Christinnen und Christen sind im Mittleren Osten überall eine Minderheit, meist ohne großen politischen Einfluss. Dennoch glaubte Papst Franziskus offenbar, dass sie "Saat des Friedens, der Versöhnung und der Hoffnung zu sein vermögen" und dass sie durch ihr Gebet und ihr Vorbild eine heilsame Wirkung in ihrem Umfeld entfalten können. Er formulierte das nicht etwa aus dem Grund, weil Christenmenschen friedlicher wären als andere, sondern weil wir Hoffnung geschenkt bekamen und bekommen, die wir auf unsere eigene, oftmals gebrochene Weise in diese Welt hineintragen dürfen.
So gesehen ist das Gebet um Frieden kein Eskapismus und kein Versuch, die Schwierigkeiten und Gefahren dieser Welt zu verdrängen.
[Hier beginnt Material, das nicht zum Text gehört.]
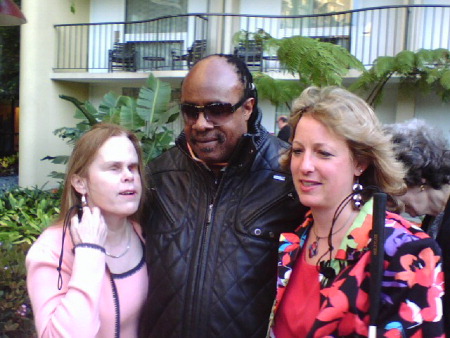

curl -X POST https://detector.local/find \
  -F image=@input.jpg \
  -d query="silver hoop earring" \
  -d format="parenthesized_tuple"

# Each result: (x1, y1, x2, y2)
(352, 178, 363, 210)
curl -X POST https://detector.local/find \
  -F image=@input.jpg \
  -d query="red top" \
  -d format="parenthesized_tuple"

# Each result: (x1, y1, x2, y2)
(273, 248, 320, 337)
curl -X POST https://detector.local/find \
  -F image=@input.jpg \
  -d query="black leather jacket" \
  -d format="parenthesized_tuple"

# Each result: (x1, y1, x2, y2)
(139, 112, 306, 338)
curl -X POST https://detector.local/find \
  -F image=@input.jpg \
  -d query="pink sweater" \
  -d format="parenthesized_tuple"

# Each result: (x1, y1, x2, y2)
(26, 222, 148, 337)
Es ist vielmehr ein erster Schritt auf dem Weg zur Versöhnung und zur Wandlung des Herzens.
Alle Macht ist nur geliehen
Das Gebet bewahrt uns davor, angesichts der Krisen den Mut zu verlieren, und erinnert uns daran, dass alle Macht dieser Welt nur geliehen ist. Selbst der gewalttätigste und selbstsicherste Potentat wird seine Herrschaft irgendwann aus der Hand geben müssen, und sei es zusammen mit dem eigenen Leben. Die Botschaft des Kindes aus der Krippe, in dem uns Gott selbst begegnet, überdauert dagegen die finsterste Nacht und den dunkelsten Tag.
Der Theologe Dietrich Bonhoeffer schrieb dazu im Kriegsjahr 1940: "Ein Christenleben besteht nicht in Worten, sondern in Erfahrung. Niemand ist Christ ohne Erfahrung. Nicht von Lebenserfahrung ist hier die Rede, sondern von der Erfahrung Gottes. Aber auch nicht von allerlei Gotteserlebnissen wird hier gesprochen, sondern von der Erfahrung, die in der Bewährung des Glaubens und des Friedens Gottes liegt."
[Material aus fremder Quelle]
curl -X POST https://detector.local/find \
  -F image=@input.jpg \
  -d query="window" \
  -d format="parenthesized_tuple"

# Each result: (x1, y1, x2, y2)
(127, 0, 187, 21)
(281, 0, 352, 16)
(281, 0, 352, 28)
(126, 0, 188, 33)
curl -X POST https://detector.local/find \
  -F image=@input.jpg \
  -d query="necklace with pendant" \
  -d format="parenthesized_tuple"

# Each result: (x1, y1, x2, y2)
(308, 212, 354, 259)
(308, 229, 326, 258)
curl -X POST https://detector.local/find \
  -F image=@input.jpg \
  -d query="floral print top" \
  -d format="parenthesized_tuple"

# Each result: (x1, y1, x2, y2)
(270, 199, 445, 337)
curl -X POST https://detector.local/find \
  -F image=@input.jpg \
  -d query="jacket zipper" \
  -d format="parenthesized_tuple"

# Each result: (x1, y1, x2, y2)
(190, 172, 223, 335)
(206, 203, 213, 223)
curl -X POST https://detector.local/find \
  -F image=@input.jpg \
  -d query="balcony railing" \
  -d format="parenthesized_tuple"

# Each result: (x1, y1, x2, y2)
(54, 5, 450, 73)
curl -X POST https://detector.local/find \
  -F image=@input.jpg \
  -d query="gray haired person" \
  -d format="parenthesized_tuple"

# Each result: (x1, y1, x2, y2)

Gestärkt für Herausforderungen
Bonhoeffer war sicher niemand, der die Gewalt seiner Zeit in stillem Rückzug ins Gebet duldete. Vielmehr gab ihm die Erfahrung der Gegenwart Gottes die Kraft, sich diesen Herausforderungen zu stellen. Vielleicht können auch die Menschen im Mittleren Osten und in anderer Weise wir selbst in dieser Advents- und Weihnachtszeit jene Kraft, Weisheit und Zuversicht finden, um für den Frieden einzutreten. Es ist den Einsatz wert - und auch das Gebet.